Keterpilihan Siti Nurbaya Bakar menjadi Menteri Lingkungan Hidup dan Kehutanan disorot banyak kalangan. Sorotan pada kapasitas yang dihubungkan dengan besaran tantangan dan masalah yang harus dihadapi. Pada sisi lain, secara kelembagaan, instansi yang ia pimpin merupakan gabungan dua lembaga yang selama ini ”berseberangan”. Di tengah padatnya kerja, menteri yang matang sebagai birokrat itu menerima Kompas, jelang malam pekan lalu.

Bagaimana cerita Anda mendapat tugas ini?

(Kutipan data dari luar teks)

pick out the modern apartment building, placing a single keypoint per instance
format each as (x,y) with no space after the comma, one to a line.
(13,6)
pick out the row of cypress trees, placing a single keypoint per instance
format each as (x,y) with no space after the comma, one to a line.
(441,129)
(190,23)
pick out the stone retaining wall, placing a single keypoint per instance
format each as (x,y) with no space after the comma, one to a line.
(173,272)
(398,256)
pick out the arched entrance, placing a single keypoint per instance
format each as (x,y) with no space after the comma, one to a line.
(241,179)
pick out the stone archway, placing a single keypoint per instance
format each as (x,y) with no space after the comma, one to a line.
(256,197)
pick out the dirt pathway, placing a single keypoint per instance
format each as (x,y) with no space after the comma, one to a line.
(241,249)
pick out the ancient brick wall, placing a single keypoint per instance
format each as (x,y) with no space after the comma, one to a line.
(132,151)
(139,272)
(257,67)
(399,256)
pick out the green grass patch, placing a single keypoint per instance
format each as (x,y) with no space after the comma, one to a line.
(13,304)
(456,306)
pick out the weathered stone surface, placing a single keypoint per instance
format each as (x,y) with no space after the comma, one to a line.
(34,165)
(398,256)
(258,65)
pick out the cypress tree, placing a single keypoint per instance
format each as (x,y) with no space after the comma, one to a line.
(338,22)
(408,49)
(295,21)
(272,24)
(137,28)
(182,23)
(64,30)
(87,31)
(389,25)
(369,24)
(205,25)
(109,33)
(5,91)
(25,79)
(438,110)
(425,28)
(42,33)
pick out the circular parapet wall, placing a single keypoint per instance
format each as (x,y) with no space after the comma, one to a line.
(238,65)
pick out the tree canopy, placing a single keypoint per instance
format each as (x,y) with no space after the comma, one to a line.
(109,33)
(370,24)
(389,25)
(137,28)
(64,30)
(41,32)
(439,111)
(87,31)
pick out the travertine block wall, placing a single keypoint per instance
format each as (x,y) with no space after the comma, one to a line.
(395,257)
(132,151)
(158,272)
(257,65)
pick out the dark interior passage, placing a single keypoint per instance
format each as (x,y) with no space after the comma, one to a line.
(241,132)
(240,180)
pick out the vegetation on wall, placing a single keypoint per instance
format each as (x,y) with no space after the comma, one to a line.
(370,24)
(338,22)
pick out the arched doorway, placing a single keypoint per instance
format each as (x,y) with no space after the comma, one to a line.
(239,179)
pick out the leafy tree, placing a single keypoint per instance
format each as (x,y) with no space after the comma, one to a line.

Waktu saya dipanggil Pak Jokowi (Joko Widodo), saya ditanya soal Departemen Dalam Negeri, bagaimana membina daerah. Bicaranya seputar birokrasi yang harus diringkas, tapi tak menyebut kehutanan, apalagi lingkungan hidup. Lalu, berbicara soal sumber daya alam. Beliau bilang, kalau boleh saya ingin izin di sumber daya alam disederhanakan. Ada banyak hal yang harus diperbaiki dalam perizinan. Saya baru tahu sebagai menteri lingkungan dan kehutanan satu jam sebelum diumumkan.

Mengenai latar belakang?

Saya sejak 2001 mengikuti isu lingkungan. Saya kuliah di Belanda 26 bulan soal rural ecology, lalu S-3 di Bogor (IPB).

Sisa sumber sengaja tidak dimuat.